Employee's battery claim dismissed
Judy Tahfs sued the owners of Star Manor in Northville and two supervisory employees after she was fired from her job as an RN at the facility. Friction developed between Tahfs and at least one supervisor and a meeting was scheduled to discuss her performance. Although accounts of the meeting vary, Tahfs alleged she was shoved into a wall by one of the managerial employees, suffering a knee injury. That employee later pleaded guilty to a misdemeanor after a police investigation. Tahfs ultimately won the battle but lost the war, however, as she was immediately fired, ostensibly on grounds of poor performance.

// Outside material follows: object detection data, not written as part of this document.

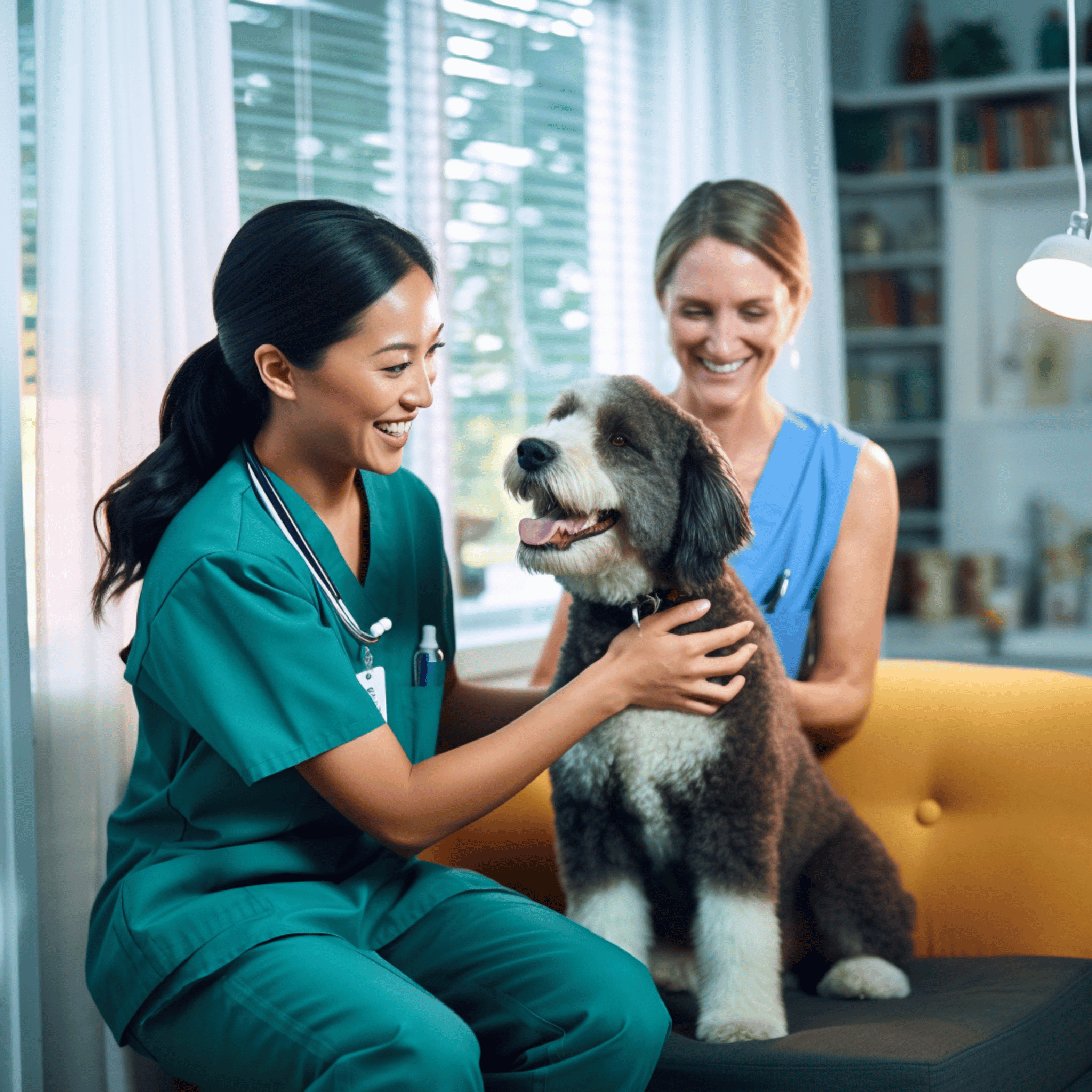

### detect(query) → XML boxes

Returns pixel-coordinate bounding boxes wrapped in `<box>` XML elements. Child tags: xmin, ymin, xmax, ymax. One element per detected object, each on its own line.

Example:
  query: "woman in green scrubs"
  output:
<box><xmin>87</xmin><ymin>201</ymin><xmax>752</xmax><ymax>1092</ymax></box>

She sued for battery [illegal touching] and for violation of the Whistleblowers Protection Act. The Court dismissed her case, and her appeal went to a Court of Appeals panel that included death-to-the-plaintiff Judge Henry Saad. The Court of Appeals upheld the dismissal of Tahfs' suit, rationalizing that her complaint to police was not made "to inform the public" but rather out of "vindictiveness." One wonders how serious a battery must become before it is "in the public interest" that it be reported to civil authorities.

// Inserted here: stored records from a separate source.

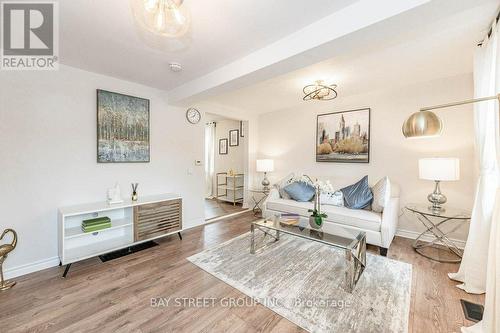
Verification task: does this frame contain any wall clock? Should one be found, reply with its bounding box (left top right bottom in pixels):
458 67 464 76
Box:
186 108 201 124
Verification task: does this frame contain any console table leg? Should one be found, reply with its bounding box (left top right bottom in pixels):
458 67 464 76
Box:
63 264 71 278
250 223 255 254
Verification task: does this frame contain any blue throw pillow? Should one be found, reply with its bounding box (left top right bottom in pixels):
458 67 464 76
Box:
341 176 373 209
283 182 316 202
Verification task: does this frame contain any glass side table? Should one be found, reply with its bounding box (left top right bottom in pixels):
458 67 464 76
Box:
248 188 269 216
405 204 470 263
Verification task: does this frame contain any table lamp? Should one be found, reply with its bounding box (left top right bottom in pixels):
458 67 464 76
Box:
257 160 274 191
418 158 460 211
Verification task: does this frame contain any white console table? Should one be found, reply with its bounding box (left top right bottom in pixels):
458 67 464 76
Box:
58 193 182 277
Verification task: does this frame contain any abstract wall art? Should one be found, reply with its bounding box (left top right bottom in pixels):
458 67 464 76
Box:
97 89 150 163
316 108 370 163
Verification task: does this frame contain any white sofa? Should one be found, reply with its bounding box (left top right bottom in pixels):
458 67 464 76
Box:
263 182 399 256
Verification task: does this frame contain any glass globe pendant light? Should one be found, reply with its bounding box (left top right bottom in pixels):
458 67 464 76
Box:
132 0 190 38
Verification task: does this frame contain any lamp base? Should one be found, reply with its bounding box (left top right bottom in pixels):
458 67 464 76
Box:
262 172 271 191
427 180 447 212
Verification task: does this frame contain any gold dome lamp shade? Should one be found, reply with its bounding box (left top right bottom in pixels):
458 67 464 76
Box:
402 94 500 139
403 111 443 138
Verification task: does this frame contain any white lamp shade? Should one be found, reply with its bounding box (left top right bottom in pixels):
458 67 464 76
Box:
257 160 274 172
418 158 460 181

With regard to the battery claim, the Court ruled that Tahfs' only remedy was to collect workers compensation (limited disability wages and medical) because the wrongful actions by her co-worker did not constitute "intentional" harm. Citing another Republican majority "exception" to the common law, this one created in 2010, the Court held that for an employee to satisfy the "intentionl tort" exception to the exclusive remedy language in the workers compensation act, the victim must prove that the intentional, criminal act of the employer was a deliberate act committed with intent to injure, and that "injury was certain to occur."
Apparently you can commit the criminal act of shoving someone against a wall and not meet this standard--if that holding would be beneficial to corporate employers and insurance companies. Just one more example of the extreme pro-business, anti-consumer, anti-middle-class-worker bias of Republican extremists.